I've probably mentioned before on this forum that some years ago my oldest son 
expressed an interest in learning mainframe skills, probably having heard me 
talk about the job security it involves since so few people are being trained 
for it by the colleges.  I started asking around about places I could rent 
space on a mainframe (and how much would it cost me), setting up two IDs so I 
could teach my son the basics.

The questions must have gotten around, because within a couple weeks someone 
from IBM phoned me and said that if I could talk my local university into 
starting a few mainframe classes, the university would have to rent space from 
a data center and IBM would ~give~ me two accounts on it for training my son.  
I called the one I knew best -- heck, I could teach one or three of the classes 
myself -- but couldn't interest them.

Actually, when I said the colleges might be "winning the war" I didn't mean 
that mainframes are going away, but that the colleges' steadfast refusal to see 
the value of training mainframe skills is causing the pool of talent to 
diminish to the extent (maybe) that that dearth is forcing employers to look at 
other platforms.  But, as I added, that probably can't go on very far; I'd 
expect a rebound at some point.

---
Bob Bridges, [email protected], cell 336 382-7313

/* Teaching a child not to step on a caterpillar is as valuable to the child as 
it is to the caterpillar.  -Bradley Miller */

-----Original Message-----
From: IBM Mainframe Discussion List <[email protected]> On Behalf Of 
David Crayford
Sent: Wednesday, January 5, 2022 04:20

I don't think the universities have got anything against the mainframe. 
They don't have access to them. IBM should make mainframe emulators freely 
available to all universities. Some of our best young guys have degrees in 
engineering,  not CS. It takes a long time to train new hires on the mainframe. 
For example, JCL is arcane and generally despised by kids who have grown up 
coding shell scripts. As you mentioned CICS it's worth noting that CICS 
supports both Spring Boot and Node.js. They set the standard for modernization. 
The open beta has a new has a new YAML file for resource definitions that comes 
with a JSON schema so you can get context assist in editors and validation in 
the DevOps pipeline. The CICS guys innovate and modernize. I salute them.

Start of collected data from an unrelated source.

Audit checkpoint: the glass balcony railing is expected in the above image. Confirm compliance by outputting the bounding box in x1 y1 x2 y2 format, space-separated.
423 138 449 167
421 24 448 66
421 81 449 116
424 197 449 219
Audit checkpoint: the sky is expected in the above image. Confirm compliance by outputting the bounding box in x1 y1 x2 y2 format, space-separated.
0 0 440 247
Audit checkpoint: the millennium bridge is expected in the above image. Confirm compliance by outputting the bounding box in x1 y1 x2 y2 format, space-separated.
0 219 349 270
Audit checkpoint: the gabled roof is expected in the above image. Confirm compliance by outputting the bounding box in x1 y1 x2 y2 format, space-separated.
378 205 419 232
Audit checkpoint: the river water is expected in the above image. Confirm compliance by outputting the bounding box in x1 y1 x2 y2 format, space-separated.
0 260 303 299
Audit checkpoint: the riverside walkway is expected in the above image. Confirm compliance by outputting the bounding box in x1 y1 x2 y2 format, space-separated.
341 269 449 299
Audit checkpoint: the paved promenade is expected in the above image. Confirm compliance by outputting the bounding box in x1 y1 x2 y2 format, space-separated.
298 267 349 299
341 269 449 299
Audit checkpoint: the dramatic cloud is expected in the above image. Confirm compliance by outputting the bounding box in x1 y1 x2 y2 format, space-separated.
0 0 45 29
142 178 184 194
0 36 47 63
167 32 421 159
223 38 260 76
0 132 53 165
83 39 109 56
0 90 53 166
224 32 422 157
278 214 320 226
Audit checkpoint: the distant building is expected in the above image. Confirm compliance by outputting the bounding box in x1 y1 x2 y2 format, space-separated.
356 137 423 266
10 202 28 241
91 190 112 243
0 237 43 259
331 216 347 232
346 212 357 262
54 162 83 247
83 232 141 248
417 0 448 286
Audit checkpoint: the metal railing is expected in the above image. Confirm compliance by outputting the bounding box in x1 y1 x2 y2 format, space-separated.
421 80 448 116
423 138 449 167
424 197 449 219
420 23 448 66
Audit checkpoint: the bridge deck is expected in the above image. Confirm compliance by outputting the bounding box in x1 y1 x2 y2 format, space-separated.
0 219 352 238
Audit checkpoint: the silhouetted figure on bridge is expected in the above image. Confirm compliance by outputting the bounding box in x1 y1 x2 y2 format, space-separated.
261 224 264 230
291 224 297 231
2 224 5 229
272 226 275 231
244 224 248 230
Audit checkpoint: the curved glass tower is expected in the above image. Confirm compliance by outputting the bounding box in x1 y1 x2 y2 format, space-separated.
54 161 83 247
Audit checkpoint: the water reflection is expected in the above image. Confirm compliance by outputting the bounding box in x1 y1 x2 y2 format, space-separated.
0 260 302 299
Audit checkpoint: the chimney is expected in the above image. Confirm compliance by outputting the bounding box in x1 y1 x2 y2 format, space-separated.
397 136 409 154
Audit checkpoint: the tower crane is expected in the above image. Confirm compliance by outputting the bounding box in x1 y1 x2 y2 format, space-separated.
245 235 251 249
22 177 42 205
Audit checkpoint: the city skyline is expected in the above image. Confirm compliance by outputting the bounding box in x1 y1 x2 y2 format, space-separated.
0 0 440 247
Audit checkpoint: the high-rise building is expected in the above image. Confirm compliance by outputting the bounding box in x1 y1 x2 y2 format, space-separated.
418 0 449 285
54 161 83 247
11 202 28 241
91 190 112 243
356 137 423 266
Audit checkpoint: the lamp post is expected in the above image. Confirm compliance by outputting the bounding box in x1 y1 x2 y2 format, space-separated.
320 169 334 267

--- On 5/1/22 12:01 pm, Bob Bridges wrote:
> Hm.  If that's true of many shops (and it sounds plausible), maybe my sneers 
> at the colleges' ignorant comments are ill-founded and they may be starting 
> to win their war against the mainframe.  Of course, if their efforts have a 
> lot of effect then surely the need for CICS will reverse the trend...wouldn't 
> you think?
>
> -----Original Message-----
> From: David Crayford
> Sent: Tuesday, January 4, 2022 21:48
>
> It's true. The company I work for has been on-boarding millennials for years 
> now to replace the guys that are retiring. I work with some very smart young 
> guys, some of who write systems level code. None of them use REXX unless it's 
> used in a product they are working on. We're ripping and replacing decades 
> old build tools written in REXX with Python because it's become technical 
> debt and no one can support it.
>
> The typical millenial uses:
>
>    * An IDE such as VS Code, IntelliJ, Slickedit with plugins for
>      mainframe languages and to access the MVS file system.
>    * They don't use TSO or the ISPF editor so there is no need for REXX
>      edit macros etc. ISPF is mainly used for SDSF and submitting jobs.
>    * They work in a interactive shell and use UNIX utilties.
>    * Everything is stored in Git repositories.
>    * They code scripts in Python, Node.js or a JVM language.